Drama 6. DIANA'S STORY in 1991


1991年 弘樹は、イギリスに留学し、その際、ヨーロッパを、ユーレイルユースパスで、1周する試みをした。


 イタリア・ドイツ間の夜行列車のコンパートメント(椅子のある部屋)で、弘樹とダイアナ妃は、ダイアナチルドレンの仲介で、会って話をした。


 二人は、いくつかの話をした。その中の、ビートルズの話をした1節である。






静寂の中、弘樹は、静かに声を出した。


「ダイアナ妃は、ビートルズの曲では、何が1番、好きなんですか?」


と、弘樹は、ダイアナ妃に聞いた。


ダイアナ妃は、静かな瞳で、少し間をおいて、こう言った。


「strawberry fields forever」


と、ダイアナ妃は、静かに答えた。





「僕は、the long and winding roadです」


と、弘樹は、言った。


そう言うと、弘樹は、静かに歌いだした。





♪ the long and winding road , it leads to your heart.


I love you Princess diana.


Even if it’s an unforgiven love. ♪





と、弘樹は、静かに、自分の思いを込めて、ダイアナ妃に、The long and winding roadを、歌詞を変えて歌った。

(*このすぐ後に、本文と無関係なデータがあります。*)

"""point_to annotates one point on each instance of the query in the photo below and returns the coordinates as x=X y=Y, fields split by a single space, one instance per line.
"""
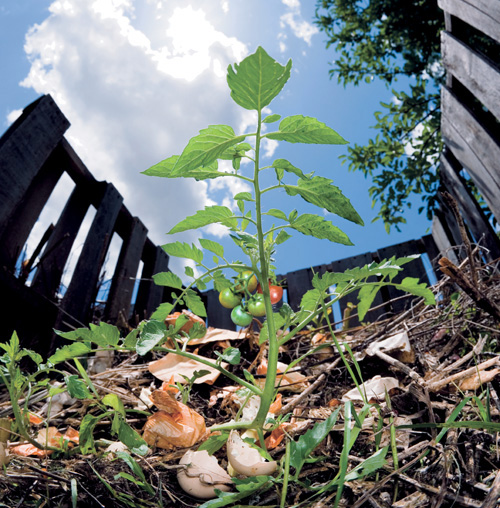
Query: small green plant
x=258 y=230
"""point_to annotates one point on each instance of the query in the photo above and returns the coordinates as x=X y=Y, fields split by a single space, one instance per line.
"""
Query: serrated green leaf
x=195 y=303
x=183 y=250
x=86 y=433
x=320 y=192
x=305 y=445
x=77 y=388
x=305 y=129
x=152 y=334
x=163 y=310
x=271 y=118
x=112 y=400
x=257 y=80
x=366 y=296
x=245 y=196
x=168 y=279
x=282 y=165
x=274 y=212
x=314 y=225
x=282 y=237
x=68 y=352
x=164 y=169
x=131 y=439
x=205 y=148
x=210 y=215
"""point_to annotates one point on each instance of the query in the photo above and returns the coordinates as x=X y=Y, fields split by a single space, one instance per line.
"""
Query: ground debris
x=444 y=401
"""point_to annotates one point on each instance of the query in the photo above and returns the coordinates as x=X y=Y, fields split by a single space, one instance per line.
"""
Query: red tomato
x=275 y=292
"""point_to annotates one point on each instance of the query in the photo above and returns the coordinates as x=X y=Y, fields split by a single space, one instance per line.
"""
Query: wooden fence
x=34 y=154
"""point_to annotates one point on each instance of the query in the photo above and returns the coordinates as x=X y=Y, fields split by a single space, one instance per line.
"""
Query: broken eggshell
x=202 y=475
x=246 y=460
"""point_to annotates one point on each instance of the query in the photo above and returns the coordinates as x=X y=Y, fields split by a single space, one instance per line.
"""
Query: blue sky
x=137 y=79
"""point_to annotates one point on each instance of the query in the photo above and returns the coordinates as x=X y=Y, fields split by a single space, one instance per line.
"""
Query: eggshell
x=202 y=475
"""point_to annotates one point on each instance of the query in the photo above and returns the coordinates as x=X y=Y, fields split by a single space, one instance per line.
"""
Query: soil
x=428 y=466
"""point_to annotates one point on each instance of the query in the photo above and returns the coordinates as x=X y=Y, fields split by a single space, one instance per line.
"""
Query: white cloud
x=135 y=96
x=301 y=28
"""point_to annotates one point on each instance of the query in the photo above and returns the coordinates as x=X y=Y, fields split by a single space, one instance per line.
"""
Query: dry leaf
x=175 y=365
x=292 y=381
x=218 y=335
x=399 y=344
x=474 y=382
x=375 y=389
x=193 y=318
x=175 y=425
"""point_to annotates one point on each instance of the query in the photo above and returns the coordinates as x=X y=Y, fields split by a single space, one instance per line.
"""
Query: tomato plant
x=258 y=228
x=247 y=282
x=229 y=299
x=240 y=317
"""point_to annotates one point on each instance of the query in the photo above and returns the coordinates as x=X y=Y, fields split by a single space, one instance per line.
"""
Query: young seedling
x=258 y=230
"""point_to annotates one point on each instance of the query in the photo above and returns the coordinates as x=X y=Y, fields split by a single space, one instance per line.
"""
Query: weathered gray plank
x=149 y=295
x=17 y=228
x=474 y=148
x=481 y=14
x=473 y=70
x=24 y=148
x=82 y=289
x=50 y=270
x=443 y=238
x=122 y=285
x=470 y=210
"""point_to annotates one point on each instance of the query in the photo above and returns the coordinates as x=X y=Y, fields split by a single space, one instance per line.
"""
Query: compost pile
x=431 y=374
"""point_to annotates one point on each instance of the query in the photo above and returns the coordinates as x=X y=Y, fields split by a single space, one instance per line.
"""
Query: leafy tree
x=392 y=40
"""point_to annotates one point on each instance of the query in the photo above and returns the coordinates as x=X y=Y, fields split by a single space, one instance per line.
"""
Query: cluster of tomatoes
x=246 y=298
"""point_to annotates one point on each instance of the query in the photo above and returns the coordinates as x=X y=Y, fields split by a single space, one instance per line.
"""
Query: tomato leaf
x=205 y=148
x=320 y=192
x=195 y=303
x=303 y=447
x=152 y=334
x=77 y=387
x=314 y=225
x=183 y=250
x=305 y=129
x=282 y=165
x=67 y=352
x=257 y=80
x=210 y=215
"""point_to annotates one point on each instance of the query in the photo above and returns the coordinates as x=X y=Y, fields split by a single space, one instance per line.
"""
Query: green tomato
x=240 y=317
x=248 y=281
x=228 y=299
x=256 y=305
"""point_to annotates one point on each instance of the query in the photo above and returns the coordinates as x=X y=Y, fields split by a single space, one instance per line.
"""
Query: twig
x=457 y=276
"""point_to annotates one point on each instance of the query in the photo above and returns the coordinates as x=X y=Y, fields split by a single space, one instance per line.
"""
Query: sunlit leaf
x=210 y=215
x=320 y=192
x=304 y=129
x=314 y=225
x=257 y=80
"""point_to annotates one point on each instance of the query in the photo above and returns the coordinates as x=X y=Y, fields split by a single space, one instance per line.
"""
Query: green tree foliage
x=391 y=40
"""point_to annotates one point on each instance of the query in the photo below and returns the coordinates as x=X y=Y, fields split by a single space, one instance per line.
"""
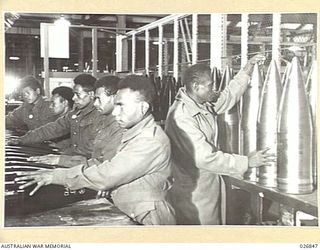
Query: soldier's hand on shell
x=261 y=158
x=50 y=159
x=41 y=178
x=259 y=58
x=14 y=141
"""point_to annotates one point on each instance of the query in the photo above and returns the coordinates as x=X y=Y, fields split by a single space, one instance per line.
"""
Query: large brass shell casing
x=267 y=122
x=228 y=122
x=311 y=88
x=294 y=148
x=248 y=124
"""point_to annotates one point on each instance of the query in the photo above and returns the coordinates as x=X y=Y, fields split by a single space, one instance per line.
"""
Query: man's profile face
x=205 y=89
x=80 y=97
x=30 y=95
x=58 y=104
x=103 y=101
x=127 y=108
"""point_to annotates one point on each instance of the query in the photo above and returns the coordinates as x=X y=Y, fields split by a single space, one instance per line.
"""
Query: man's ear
x=144 y=107
x=66 y=102
x=91 y=94
x=195 y=86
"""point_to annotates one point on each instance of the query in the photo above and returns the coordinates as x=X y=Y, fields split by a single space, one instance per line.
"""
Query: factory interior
x=277 y=110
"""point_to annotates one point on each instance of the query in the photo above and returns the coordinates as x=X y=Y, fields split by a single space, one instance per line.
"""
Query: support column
x=133 y=53
x=194 y=38
x=160 y=50
x=80 y=52
x=218 y=40
x=46 y=61
x=175 y=48
x=121 y=45
x=244 y=39
x=94 y=52
x=147 y=52
x=276 y=36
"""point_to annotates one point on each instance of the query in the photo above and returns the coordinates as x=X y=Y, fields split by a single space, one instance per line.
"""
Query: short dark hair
x=140 y=84
x=194 y=74
x=30 y=81
x=110 y=83
x=64 y=92
x=86 y=81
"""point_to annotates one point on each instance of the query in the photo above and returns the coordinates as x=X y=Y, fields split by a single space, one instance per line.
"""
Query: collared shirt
x=137 y=174
x=31 y=115
x=79 y=123
x=197 y=161
x=105 y=144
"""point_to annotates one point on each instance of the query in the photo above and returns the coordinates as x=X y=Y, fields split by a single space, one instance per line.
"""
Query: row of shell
x=279 y=114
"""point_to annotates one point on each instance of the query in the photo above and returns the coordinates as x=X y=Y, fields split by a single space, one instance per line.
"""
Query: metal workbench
x=307 y=203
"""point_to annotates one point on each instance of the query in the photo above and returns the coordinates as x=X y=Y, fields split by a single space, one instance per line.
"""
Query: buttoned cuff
x=242 y=76
x=242 y=164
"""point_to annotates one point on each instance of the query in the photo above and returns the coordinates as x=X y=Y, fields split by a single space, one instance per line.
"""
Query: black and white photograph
x=146 y=119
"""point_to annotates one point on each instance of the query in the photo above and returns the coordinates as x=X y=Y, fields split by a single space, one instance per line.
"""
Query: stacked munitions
x=49 y=197
x=294 y=142
x=278 y=114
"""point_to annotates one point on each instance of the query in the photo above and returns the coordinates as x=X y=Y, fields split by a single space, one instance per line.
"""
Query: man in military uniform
x=34 y=112
x=79 y=122
x=198 y=194
x=138 y=175
x=109 y=133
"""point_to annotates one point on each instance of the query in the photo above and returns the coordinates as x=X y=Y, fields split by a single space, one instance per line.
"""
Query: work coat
x=105 y=144
x=31 y=116
x=79 y=123
x=137 y=176
x=197 y=161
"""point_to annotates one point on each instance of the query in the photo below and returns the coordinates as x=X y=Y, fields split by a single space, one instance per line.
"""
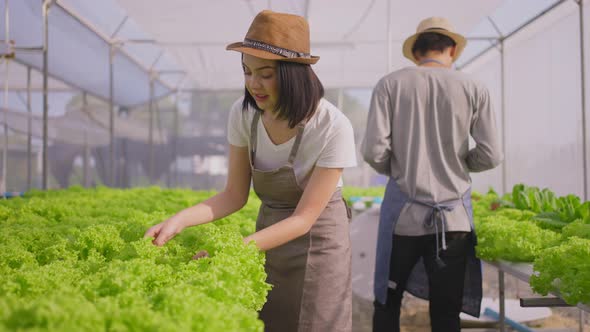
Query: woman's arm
x=316 y=196
x=230 y=200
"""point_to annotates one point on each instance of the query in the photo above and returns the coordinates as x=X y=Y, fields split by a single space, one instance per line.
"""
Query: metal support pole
x=501 y=39
x=389 y=37
x=29 y=132
x=5 y=147
x=583 y=87
x=503 y=115
x=46 y=5
x=501 y=300
x=112 y=51
x=85 y=158
x=175 y=146
x=151 y=132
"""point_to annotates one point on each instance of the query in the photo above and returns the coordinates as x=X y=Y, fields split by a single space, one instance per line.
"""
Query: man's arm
x=487 y=153
x=376 y=146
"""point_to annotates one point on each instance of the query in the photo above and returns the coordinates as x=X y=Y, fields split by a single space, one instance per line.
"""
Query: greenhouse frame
x=134 y=93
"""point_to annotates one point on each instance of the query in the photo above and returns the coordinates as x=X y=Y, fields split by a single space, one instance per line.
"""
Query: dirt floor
x=415 y=311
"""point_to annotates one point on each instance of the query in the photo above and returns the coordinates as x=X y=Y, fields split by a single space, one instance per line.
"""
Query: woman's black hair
x=300 y=91
x=431 y=41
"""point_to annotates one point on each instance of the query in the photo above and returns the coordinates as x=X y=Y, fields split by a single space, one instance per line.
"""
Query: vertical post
x=175 y=146
x=151 y=131
x=502 y=38
x=5 y=150
x=583 y=86
x=29 y=132
x=3 y=187
x=503 y=115
x=85 y=158
x=389 y=36
x=112 y=51
x=501 y=299
x=46 y=5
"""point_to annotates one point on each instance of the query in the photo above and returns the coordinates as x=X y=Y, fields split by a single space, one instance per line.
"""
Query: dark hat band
x=274 y=49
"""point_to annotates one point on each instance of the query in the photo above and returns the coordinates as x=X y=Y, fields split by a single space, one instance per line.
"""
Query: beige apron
x=311 y=275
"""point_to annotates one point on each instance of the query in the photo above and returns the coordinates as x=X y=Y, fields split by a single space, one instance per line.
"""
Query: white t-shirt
x=328 y=141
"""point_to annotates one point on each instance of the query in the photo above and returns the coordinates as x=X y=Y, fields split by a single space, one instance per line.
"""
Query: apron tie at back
x=438 y=209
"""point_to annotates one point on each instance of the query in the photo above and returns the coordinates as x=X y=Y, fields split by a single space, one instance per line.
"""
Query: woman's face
x=260 y=76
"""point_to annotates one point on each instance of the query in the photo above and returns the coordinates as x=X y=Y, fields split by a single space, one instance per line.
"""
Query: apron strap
x=295 y=148
x=437 y=212
x=254 y=136
x=254 y=140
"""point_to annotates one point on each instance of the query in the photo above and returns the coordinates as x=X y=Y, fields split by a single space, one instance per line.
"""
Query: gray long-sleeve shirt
x=418 y=130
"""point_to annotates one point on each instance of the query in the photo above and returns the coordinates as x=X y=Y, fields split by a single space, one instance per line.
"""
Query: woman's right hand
x=164 y=231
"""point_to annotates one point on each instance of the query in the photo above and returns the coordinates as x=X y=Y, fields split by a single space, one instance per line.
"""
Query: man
x=418 y=130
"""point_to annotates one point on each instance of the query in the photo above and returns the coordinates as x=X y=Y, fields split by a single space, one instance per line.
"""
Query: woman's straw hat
x=277 y=36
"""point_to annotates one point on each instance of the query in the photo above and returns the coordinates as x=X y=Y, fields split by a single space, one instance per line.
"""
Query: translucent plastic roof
x=503 y=21
x=78 y=55
x=184 y=41
x=350 y=36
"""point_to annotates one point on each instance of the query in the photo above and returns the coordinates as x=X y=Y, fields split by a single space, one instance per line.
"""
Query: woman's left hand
x=164 y=231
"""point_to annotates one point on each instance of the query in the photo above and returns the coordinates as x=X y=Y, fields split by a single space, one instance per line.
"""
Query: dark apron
x=310 y=275
x=417 y=285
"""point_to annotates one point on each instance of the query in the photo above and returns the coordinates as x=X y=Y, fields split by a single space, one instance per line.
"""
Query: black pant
x=445 y=283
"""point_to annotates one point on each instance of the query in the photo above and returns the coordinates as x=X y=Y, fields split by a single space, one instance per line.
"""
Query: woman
x=292 y=144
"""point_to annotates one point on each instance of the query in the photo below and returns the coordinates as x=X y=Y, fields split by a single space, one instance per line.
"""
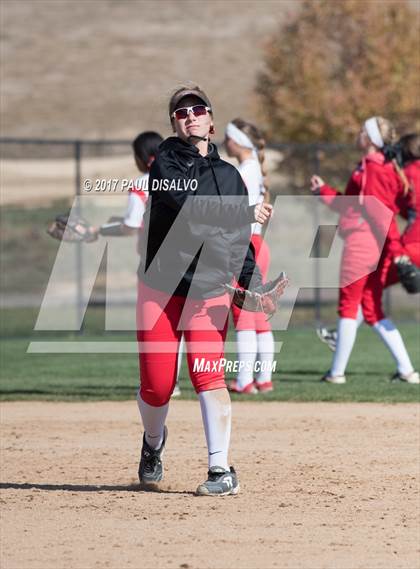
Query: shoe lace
x=151 y=461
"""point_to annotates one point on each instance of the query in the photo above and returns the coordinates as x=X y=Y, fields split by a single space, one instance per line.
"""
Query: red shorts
x=161 y=321
x=243 y=319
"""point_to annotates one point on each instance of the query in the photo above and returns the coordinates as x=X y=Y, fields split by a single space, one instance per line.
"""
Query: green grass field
x=300 y=364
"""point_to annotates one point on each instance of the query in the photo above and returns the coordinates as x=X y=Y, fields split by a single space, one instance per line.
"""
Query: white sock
x=265 y=341
x=392 y=339
x=216 y=412
x=153 y=421
x=180 y=354
x=359 y=318
x=346 y=336
x=246 y=347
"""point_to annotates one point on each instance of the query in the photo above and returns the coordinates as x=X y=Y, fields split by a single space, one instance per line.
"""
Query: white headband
x=238 y=136
x=372 y=129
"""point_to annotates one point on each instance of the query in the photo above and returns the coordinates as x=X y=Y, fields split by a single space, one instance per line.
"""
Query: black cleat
x=220 y=482
x=151 y=467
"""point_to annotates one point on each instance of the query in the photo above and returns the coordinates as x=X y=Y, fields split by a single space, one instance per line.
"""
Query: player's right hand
x=263 y=212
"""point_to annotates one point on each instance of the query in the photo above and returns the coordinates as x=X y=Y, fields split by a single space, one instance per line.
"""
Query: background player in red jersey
x=359 y=226
x=254 y=338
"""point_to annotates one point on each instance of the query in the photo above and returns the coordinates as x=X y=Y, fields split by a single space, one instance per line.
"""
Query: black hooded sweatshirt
x=202 y=203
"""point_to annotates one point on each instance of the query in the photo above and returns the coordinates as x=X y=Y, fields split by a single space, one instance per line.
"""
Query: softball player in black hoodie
x=196 y=239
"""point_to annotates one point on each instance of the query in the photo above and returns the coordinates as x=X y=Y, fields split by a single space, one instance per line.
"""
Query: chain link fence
x=41 y=178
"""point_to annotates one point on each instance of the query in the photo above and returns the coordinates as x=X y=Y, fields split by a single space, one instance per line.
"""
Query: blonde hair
x=258 y=140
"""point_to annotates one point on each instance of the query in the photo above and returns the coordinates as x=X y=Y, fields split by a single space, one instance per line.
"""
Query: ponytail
x=258 y=140
x=392 y=149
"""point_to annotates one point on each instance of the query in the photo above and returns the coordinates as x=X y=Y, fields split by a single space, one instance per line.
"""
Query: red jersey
x=381 y=180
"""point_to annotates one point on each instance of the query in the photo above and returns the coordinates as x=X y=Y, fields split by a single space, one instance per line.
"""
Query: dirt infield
x=323 y=485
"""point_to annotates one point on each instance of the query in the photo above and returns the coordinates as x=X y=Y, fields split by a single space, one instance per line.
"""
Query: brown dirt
x=323 y=485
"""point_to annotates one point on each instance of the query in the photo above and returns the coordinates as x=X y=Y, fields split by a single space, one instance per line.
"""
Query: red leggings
x=368 y=290
x=244 y=319
x=204 y=325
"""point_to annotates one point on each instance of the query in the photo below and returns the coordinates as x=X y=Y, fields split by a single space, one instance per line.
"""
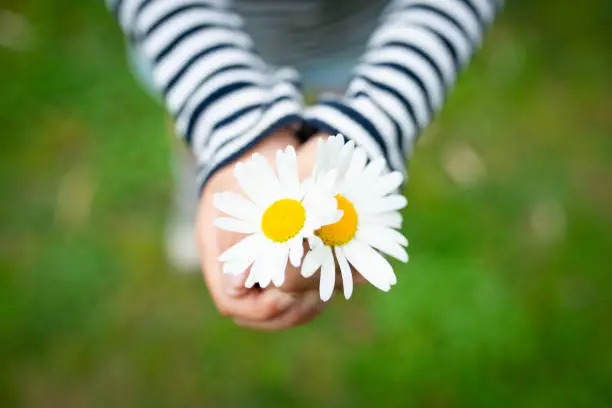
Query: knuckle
x=223 y=309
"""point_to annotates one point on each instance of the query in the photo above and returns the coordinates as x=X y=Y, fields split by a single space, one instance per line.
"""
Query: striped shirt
x=226 y=95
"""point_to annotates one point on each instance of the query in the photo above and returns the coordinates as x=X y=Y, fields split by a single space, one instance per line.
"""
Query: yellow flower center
x=343 y=231
x=283 y=220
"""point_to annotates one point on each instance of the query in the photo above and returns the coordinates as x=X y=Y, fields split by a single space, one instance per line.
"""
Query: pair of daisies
x=347 y=211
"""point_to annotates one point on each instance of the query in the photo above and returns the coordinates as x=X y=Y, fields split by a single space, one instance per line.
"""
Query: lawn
x=506 y=300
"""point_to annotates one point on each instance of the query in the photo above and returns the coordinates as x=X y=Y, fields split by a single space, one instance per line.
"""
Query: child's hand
x=272 y=308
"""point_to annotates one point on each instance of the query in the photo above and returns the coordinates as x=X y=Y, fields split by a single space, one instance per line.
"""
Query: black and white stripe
x=223 y=96
x=411 y=63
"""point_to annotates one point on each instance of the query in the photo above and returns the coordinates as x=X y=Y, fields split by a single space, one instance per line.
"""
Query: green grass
x=501 y=304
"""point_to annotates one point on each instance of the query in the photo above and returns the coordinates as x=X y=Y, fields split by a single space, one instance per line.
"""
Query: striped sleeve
x=411 y=62
x=223 y=96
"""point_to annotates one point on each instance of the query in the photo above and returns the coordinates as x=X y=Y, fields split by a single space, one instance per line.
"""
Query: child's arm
x=223 y=96
x=412 y=61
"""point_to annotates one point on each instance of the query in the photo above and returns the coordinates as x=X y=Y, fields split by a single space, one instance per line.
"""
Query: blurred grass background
x=506 y=300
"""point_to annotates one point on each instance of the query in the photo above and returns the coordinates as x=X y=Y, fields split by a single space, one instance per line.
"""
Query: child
x=220 y=69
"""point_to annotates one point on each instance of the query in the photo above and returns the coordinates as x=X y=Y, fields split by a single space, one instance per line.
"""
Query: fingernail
x=313 y=301
x=235 y=284
x=282 y=300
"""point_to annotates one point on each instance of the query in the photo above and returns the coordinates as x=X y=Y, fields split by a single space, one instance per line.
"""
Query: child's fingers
x=304 y=310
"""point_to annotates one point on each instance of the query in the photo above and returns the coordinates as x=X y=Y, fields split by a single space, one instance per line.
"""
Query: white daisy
x=278 y=214
x=367 y=196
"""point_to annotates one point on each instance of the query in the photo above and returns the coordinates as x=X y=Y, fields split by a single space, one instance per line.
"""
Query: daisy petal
x=281 y=258
x=286 y=164
x=345 y=271
x=261 y=268
x=237 y=266
x=378 y=240
x=235 y=205
x=296 y=251
x=313 y=261
x=250 y=281
x=328 y=277
x=369 y=263
x=232 y=224
x=391 y=219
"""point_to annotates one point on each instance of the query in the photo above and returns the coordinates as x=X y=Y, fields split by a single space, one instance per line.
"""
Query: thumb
x=235 y=284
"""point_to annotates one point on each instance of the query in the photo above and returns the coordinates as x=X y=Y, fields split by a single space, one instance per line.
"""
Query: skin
x=297 y=301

 ダイアナ妃は、喜びの笑みを浮かべて、大きく拍手をした。


「You should be a singer.」


と、ダイアナ妃は、満面の笑みを浮かべて言った。


「 your second son should be a singer」


と、弘樹は、たどたどしい英語で言った。


「I hope it」


と、ダイアナ妃も、おどけた笑顔で言った。





「あなたは、私に何かしてほしいことある?今の歌のお礼に、あなたが望むことをしてあげるわ」


と、ダイアナ妃は、弘樹に、温かい瞳で言った。





「えー。本当ですか?」


と、弘樹は、考え込むと、ふと、思い浮かんだことを、口にした。


「ビートルズのロンドンでの屋上ライブを再現してほしいです。ビートルズをロンドンに呼んで、ビートルズのビルの屋上ライブをやってください。僕は、それをビルの下からみたいです」


と、弘樹は、ダイアナ妃に言った。


「impossible , now they are in america」


と、ダイアナ妃は、残念そうに言った。


「ダイアナ妃ならできますよ。ダイアナ妃から、声がかかったら、ビートルズも喜ぶと思います」


と、弘樹は、少し声を強めに、興奮気味に言った。


「あなたは、やる人です!絶対にやってくれます!!あなたに、無理なことはない!無理と思ったら、全部無理になります!あなたなら、やれます。あなたは、やる人です!」


 そんな弘樹の、急ぐような語りに、


「やれるだけ、やってみるわ…」


と、ダイアナ妃は、少し、困り気味に言った。


「やったー!!」


と、弘樹は、両手を挙げて、声を上げた


それを見たダイアナ妃も、満面の笑みを浮かべた。


「I will do the best for you」


と、ダイアナ妃は、楽しそうに言った。


「no, no, for peace of the world」


と、弘樹は、高いテンションで、ダイアナ妃に言った。


「for peace of the world」


と、ダイアナ妃は、笑顔で、首を大きく縦に振って、弘樹と固い握手をした。





「ビートルズのロンドンでの屋上ライブを見たとき、いつか、ビートルズに憧れた日本の女の子とかが、ロンドンの屋上でライブする映画とか撮れるといいなって、思ったんですよ」





「So do i」(私もそう思うわ)


と、ダイアナ妃は、静かに微笑んでうなずいた。


「そんな、ロンドンの屋上でライブをする、日本とイギリスの懸け橋となる子が、近い将来に、日本から出てくるといいですね」


と、弘樹も、ダイアナ妃の微笑みに応えるように微笑んで言った。


「きっと、近い将来に、期待の天使が現れるとおもいますよ。」


と、弘樹は、静かに微笑みながら、静かに言った。


「その子は、まだ、産まれていない。きっと、これから生まれるでしょう。21世紀の希望になると思います。」


と、弘樹は、目を輝かせて言った。


ダイアナ妃は、弘樹の瞳をそっと見つめて、頷いた。





少しの静寂が、コンパートメントを包んだ。





暖かく優しい白い霧がかかるような空間が、感じれた。





その空間は、間違いなく、希望のあふれる21世紀に続いていた。